Quelles données sont concernées par cette mise à jour ?

J-M Dricot : Concrètement, en acceptant cette mise à jour, l’ensemble des numéros de téléphone enregistrés sur votre appareil seront récupérés par l’application, que ces contacts soient sur WhatsApp ou non. Ils pourront également analyser les interactions entre ces numéros. Il ne s’agit donc pas d’avoir accès directement à vos conversations, mais d’analyser les interactions afin d’établir des « catégories », des « groupes » de gens à cibler lors d’une campagne de marketing pour un produit par exemple, ou de reprendre des messages politiques à un public précis avant un vote, c’est ce qui s’est produit avec Cambridge Analytica. Ces données sont une mine d’or.

Est-ce respectueux du RGPD (Règlement général européen sur la protection des données) ?

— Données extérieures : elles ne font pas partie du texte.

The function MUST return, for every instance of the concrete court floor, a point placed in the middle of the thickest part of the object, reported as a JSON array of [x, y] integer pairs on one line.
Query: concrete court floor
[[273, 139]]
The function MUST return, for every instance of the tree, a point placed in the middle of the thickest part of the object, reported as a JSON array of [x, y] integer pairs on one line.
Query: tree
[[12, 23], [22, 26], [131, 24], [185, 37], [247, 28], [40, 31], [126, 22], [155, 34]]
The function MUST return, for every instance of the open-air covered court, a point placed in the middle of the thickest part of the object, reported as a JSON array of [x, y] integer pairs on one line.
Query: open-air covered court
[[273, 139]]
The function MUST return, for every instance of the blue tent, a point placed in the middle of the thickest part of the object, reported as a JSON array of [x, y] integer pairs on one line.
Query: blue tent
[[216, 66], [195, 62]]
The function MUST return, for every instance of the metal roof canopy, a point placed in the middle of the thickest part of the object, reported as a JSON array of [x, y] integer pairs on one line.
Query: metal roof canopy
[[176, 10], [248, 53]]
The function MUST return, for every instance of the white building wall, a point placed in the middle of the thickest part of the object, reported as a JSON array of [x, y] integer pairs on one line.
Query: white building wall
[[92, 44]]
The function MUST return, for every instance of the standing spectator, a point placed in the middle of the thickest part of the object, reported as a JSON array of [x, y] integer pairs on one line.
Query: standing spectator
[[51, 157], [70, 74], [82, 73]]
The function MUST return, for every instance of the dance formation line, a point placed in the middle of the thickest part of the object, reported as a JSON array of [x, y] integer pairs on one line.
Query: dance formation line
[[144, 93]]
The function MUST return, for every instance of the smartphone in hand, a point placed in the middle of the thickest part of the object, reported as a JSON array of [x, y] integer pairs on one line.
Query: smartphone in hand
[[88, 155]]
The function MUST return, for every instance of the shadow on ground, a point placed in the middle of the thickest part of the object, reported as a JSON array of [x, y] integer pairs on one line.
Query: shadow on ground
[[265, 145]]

J-M Dricot : Cette pratique ne respecte pas le RGPD. Cependant, pour que cette mise à jour soit considérée comme illégale, il faut qu’un citoyen européen porte la question devant la Cour européenne de Justice, que l’autorité de protection des données enquête, que ce non-respect soit démontré… Cela va mettre beaucoup de temps. D’ici là les données seront déjà récupérées et d’autres mises à jour seront probablement mises en place par Facebook.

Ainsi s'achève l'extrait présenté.